I) Aumenta il centralismo statale, poiché addirittura tre ministeri dovranno “stipulare” il “protocollo di intesa con le aziende” (per tutte quelle d’Italia?), mettendo dietro la lavagna, non dico, le Regioni, ma le istituzioni scolastiche autonome (a proposito: chi si ricorda ancora di questa parola?). Tra l’altro la dimenticanza del ruolo delle Regioni rischia fortemente che queste impugnino la legittimità dell’intero provvedimento;
L) Dulcis in fundo: si ribadisce ad ogni rigo il “senza oneri per la finanza pubblica“. È pur vero che i fondi per le attività di alternanza scuola-lavoro in soli quattro anni sono stati ridotti del 70%, ma pur qualcosa è rimasto. Ma la bozza di decreto parla chiaro: per imparare in azienda “non devono derivare oneri per la finanza pubblica”! Appunto, facendo appello ad un grande e vasto sistema di volontariato sociale.
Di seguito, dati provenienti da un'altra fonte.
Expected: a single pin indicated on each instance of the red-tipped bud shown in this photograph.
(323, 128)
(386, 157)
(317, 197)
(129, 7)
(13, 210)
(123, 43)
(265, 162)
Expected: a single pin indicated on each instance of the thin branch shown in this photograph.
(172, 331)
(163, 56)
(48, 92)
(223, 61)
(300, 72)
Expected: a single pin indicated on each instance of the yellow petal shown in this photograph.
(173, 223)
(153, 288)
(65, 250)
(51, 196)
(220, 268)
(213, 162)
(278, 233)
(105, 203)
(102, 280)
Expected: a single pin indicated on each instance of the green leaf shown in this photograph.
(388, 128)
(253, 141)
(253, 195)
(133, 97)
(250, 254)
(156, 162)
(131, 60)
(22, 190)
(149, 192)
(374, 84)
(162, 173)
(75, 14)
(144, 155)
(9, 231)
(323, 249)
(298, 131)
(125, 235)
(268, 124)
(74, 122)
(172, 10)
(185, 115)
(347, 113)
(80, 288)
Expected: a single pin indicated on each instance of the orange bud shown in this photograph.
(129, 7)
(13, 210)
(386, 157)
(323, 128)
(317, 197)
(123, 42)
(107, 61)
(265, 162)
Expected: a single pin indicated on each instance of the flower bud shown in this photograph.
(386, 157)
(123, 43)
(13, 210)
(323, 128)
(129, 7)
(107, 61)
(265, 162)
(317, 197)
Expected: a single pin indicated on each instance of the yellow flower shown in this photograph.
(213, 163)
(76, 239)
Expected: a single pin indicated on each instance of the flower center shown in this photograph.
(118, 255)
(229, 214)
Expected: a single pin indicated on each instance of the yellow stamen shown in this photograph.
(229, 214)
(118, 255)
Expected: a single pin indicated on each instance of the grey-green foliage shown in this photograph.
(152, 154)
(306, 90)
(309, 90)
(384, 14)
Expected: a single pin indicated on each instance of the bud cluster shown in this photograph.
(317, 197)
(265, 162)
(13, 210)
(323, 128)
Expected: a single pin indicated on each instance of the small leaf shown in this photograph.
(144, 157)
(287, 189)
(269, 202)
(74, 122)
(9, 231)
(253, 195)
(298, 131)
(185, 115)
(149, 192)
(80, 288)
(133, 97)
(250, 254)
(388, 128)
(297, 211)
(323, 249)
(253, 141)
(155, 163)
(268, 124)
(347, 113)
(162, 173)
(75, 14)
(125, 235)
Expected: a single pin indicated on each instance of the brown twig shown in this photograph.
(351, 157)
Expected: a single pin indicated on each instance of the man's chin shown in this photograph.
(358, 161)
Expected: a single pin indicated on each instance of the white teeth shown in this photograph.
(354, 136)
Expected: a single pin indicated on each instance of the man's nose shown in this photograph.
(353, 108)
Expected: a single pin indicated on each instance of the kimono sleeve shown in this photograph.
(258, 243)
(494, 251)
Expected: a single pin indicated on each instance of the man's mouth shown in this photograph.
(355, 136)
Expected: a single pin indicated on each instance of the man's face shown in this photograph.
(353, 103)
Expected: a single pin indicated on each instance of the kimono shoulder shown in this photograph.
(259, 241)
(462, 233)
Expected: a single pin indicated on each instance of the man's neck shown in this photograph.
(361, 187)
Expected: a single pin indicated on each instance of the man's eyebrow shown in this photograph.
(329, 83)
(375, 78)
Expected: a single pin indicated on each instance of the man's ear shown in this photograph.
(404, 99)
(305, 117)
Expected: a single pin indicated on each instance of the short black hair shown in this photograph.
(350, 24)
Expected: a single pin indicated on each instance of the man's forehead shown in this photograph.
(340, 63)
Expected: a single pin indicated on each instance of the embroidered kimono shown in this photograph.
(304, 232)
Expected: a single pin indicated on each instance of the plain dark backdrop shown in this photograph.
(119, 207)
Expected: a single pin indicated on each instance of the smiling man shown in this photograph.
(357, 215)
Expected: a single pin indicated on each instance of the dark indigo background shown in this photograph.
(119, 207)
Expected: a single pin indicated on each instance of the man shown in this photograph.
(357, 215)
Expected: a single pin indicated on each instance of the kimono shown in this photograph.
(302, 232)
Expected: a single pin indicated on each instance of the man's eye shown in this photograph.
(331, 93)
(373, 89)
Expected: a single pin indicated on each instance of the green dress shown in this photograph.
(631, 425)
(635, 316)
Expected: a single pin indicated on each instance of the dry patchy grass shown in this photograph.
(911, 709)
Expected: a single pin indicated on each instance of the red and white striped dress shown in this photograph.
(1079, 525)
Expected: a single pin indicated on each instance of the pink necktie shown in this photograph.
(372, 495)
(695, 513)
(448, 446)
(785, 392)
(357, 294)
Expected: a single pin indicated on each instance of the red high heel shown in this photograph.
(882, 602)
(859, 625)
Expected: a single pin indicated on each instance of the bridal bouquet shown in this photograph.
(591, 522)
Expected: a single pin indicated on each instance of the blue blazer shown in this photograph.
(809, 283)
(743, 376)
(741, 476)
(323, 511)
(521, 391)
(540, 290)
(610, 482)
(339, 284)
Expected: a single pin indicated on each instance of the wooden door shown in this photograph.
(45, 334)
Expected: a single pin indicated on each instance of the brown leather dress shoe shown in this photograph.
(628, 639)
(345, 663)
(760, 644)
4. Alla fine del ministero Profumo pareva addirittura avviata la possibilità (come già accaduto da due anni in Spagna dove la legge è stata fatta) di studiare ed attuare qualcosa di simile al modello duale del sistema tedesco. Troppa grazia Sant’Antonio! Infatti il “pericolo” di quella grande novità è stato “scongiurato” con un opportuno oblio nel ministeri seguenti…
Nel frattempo la disoccupazione giovanile cresce e le aziende lamentano qualifiche e competenze sempre più assenti.
Si farà in tempo a riscrivere lo schema di decreto? Si chiamerà in causa la scuola reale? Qualcuno avrà il coraggio di guardare “le cose come sono”? C’è solo da sperarlo, se a qualcuno stanno veramente a cuore giovani e lavoro.